What you've repeatedly stated is that you favor and value a regulated
market, and that you favor using the tax code to transfer wealth from
each according to his abilities, to each according to his needs. That,
my friend, is pure Marx.
> Can you tell me ONE THING that you accept
> from Pirsig that IS OPPOSED to your "conservative agenda"? One thing?
> You have a lot to choose from here, since you dismiss outright around
> 7/10 of his writings for their "contrary to conservatismness".

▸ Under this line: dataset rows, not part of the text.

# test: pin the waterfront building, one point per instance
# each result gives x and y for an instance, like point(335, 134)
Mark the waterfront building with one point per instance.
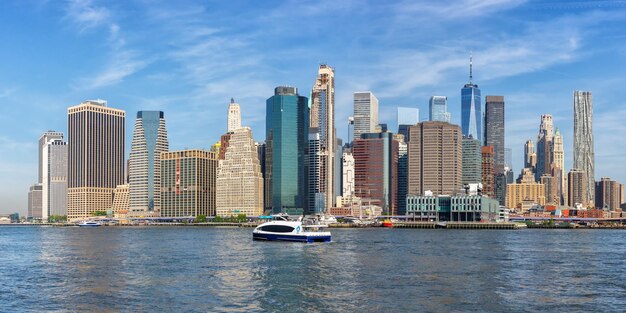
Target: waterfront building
point(239, 187)
point(188, 180)
point(471, 113)
point(435, 158)
point(403, 175)
point(35, 201)
point(365, 113)
point(96, 160)
point(457, 208)
point(407, 117)
point(438, 109)
point(609, 194)
point(583, 139)
point(144, 164)
point(121, 201)
point(322, 117)
point(577, 188)
point(287, 127)
point(558, 166)
point(234, 116)
point(472, 161)
point(494, 130)
point(487, 171)
point(53, 174)
point(376, 170)
point(544, 146)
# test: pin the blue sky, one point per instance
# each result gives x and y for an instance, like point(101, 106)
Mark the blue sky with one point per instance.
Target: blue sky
point(188, 58)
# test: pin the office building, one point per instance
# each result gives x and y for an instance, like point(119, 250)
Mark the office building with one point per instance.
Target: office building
point(471, 112)
point(234, 116)
point(144, 172)
point(472, 161)
point(365, 113)
point(609, 194)
point(494, 130)
point(96, 159)
point(376, 170)
point(435, 158)
point(239, 188)
point(287, 128)
point(188, 180)
point(583, 139)
point(53, 175)
point(438, 109)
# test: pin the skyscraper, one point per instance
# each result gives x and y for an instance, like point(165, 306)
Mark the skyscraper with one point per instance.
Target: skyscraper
point(435, 158)
point(54, 176)
point(365, 113)
point(144, 172)
point(322, 117)
point(471, 113)
point(583, 139)
point(544, 146)
point(438, 109)
point(494, 130)
point(287, 127)
point(95, 157)
point(407, 117)
point(234, 116)
point(239, 188)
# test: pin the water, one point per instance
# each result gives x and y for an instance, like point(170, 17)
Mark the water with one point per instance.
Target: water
point(207, 269)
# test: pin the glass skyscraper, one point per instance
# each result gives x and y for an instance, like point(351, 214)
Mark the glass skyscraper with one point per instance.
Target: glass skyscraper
point(471, 113)
point(287, 127)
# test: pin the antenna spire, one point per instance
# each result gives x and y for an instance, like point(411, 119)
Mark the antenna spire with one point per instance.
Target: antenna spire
point(470, 67)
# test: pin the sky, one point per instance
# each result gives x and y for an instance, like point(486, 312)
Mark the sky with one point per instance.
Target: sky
point(188, 58)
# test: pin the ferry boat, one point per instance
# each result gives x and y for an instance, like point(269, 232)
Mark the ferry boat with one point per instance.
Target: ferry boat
point(89, 224)
point(282, 229)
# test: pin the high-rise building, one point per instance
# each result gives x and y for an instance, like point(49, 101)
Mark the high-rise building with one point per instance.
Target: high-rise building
point(577, 188)
point(365, 113)
point(435, 158)
point(545, 142)
point(407, 117)
point(376, 170)
point(403, 176)
point(322, 117)
point(239, 188)
point(144, 172)
point(494, 130)
point(558, 166)
point(583, 139)
point(234, 116)
point(471, 113)
point(35, 201)
point(609, 194)
point(287, 130)
point(53, 175)
point(472, 161)
point(96, 159)
point(188, 180)
point(438, 109)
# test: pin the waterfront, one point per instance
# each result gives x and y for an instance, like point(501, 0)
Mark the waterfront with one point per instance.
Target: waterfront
point(208, 269)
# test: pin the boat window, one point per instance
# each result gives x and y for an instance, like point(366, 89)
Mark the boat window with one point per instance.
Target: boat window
point(277, 228)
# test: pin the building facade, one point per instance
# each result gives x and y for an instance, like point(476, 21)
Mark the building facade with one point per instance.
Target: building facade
point(583, 139)
point(365, 113)
point(188, 180)
point(144, 170)
point(494, 130)
point(287, 128)
point(435, 158)
point(96, 160)
point(239, 188)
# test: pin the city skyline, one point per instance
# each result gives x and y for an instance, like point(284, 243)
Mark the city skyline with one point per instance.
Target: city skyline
point(536, 76)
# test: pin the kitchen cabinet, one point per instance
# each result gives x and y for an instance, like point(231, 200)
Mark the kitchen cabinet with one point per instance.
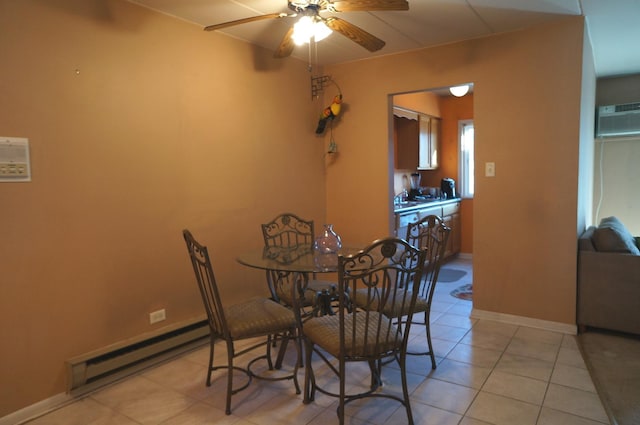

Nonsense. The bulk of Pirsig's ideas I agree with. What you constantly
duck, evade, deny and otherwise ignore is his explanation of why the
country is it's present sorry state. The intellectuals who have take
over society with their various "scientific" socialist programs have
screwed things up royally. The humanist, materialist, secularist elite
who consider men as nothing more than Darwinian naked apes and all ape
cultures of equal value are in command. Result: "Sometime after the
twenties a secret loneliness, so penetrating and so encompassing that
we are only beginning to realize the extent of it, descended upon the
land. This scientific, psychiatric isolation and futility had become a
far worse prison of the spirit than the old Victorian "virtue" ever
was." (Lila, 22)
All of Pirsig's writing is directed to correcting this slide into a
"prison of the spirit" brought about by the intellectual prevailing
subject-object worldview. You can spin your way around ZMM all you
want, but until you address the core of Pirsig's thesis in Lila, you
dodge the significance of the problem he exposes and the solution he
proposes.
And a regulated market is not his answer.